Le but de cette étude était de proposer un modèle expérimental animal d’allergie, et de développer une stratégie thérapeutique d’immunisation, en utilisant d’une part une préparation allergénique moins dangereuse (allergène recombinant), et d’autre part une voie d’administration simple et bien tolérée (immunisation par voie nasale muqueuse).

L’utilisation d’allergènes recombinants permettrait de garder le pouvoir immunogène de l’extrait tout en diminuant le pouvoir allergisant et donc le risque d’effets secondaires ; cette étude démontre que l’administration par voie nasale de l’allergène recombinant Ves v 5 du venin de guêpe, avant la sensibilisation directe au venin, diminue la réponse à IgE au venin, ainsi que les réactions d’hypersensibilité et la production de cytokines ; par contre, l’administration préalable du venin total n’a pas d’efficacité comparable.

Il est donc possible d’imaginer que cette technique d’administration de l’allergène du venin, efficace, simple d’utilisation et bien tolérée, pourrait être proposée à titre préventif aux sujets exposés à risque.
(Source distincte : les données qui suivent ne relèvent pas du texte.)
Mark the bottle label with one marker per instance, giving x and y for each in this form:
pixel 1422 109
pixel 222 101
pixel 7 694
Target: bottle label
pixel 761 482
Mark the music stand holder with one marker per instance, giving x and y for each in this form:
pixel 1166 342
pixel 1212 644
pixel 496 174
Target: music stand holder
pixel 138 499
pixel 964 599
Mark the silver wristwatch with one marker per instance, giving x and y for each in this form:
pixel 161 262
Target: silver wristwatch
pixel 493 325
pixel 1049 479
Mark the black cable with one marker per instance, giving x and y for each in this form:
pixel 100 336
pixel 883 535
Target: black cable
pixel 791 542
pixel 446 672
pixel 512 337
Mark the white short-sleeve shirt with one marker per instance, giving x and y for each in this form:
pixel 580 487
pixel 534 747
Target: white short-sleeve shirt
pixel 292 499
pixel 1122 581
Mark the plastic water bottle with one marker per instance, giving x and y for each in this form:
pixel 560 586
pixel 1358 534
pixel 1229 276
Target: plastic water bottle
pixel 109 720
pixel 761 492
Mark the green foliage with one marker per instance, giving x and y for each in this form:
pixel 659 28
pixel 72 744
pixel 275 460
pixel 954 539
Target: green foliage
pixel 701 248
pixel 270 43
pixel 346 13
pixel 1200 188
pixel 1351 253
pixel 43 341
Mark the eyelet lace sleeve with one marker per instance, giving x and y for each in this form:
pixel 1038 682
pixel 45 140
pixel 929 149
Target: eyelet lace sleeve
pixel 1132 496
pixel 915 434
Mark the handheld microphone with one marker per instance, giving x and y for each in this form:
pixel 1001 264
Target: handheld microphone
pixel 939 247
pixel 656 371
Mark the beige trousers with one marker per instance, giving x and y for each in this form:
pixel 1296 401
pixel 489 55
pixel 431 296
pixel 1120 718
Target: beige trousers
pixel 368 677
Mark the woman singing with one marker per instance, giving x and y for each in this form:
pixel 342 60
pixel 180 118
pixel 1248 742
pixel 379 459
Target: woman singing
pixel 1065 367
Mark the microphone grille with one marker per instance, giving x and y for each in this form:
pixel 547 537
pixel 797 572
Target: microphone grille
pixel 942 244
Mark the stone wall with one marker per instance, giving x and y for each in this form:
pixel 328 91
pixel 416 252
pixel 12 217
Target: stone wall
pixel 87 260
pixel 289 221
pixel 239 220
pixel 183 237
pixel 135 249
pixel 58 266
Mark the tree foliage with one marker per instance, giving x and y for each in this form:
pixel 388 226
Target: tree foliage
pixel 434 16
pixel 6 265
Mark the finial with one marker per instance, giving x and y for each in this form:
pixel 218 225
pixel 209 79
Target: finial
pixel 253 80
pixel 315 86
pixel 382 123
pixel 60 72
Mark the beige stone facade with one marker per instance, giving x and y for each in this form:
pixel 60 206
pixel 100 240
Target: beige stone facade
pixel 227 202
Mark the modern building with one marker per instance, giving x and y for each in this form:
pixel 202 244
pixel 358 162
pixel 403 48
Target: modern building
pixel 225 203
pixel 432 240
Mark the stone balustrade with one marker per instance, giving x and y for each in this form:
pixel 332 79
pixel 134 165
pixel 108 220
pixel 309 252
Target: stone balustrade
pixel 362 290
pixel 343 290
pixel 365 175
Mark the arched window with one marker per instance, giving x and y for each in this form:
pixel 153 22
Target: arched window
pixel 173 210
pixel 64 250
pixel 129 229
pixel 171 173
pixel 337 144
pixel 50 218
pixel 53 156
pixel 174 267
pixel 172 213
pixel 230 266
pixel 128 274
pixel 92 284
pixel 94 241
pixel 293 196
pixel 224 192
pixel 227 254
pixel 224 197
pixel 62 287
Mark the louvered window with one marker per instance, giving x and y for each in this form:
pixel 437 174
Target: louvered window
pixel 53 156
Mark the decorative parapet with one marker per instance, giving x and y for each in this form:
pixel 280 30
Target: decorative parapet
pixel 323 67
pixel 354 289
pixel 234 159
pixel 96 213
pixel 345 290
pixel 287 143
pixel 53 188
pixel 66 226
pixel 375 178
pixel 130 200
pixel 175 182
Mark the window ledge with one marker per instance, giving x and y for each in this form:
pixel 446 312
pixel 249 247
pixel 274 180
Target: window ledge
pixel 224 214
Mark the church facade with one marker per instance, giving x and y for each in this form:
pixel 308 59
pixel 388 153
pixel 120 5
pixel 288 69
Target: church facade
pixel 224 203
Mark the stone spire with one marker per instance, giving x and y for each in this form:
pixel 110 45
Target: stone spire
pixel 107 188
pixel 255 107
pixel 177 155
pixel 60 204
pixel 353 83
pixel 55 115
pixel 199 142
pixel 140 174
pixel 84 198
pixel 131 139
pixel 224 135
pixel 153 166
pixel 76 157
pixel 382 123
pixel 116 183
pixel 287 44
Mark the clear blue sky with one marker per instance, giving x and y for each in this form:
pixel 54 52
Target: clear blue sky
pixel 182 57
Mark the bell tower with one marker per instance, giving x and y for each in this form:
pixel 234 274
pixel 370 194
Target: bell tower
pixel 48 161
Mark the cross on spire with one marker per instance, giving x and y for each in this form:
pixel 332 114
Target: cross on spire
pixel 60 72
Elle sera certainement utilisée à l’avenir également à titre curatif chez les patients ayant présenté une réaction généralisée après piqûre, tenant compte de sa meilleure tolérance par rapport aux immunothérapies actuellement utilisées.

Enfin il faut signaler un dernier point intéressant dans cette étude de grande qualité, l’immunosuppression induite par le venin de guêpe semble s’étendre à d’autres immunisations, les auteurs ayant en effet constaté une suppression associée vis-à-vis de Bet v 1.

L’effet de cette technique d’immunisation par voie nasale pourrait donc passer par des mécanismes de régulation globaux de la fonction immunitaire, et pourrait ouvrir d’autres horizons thérapeutiques.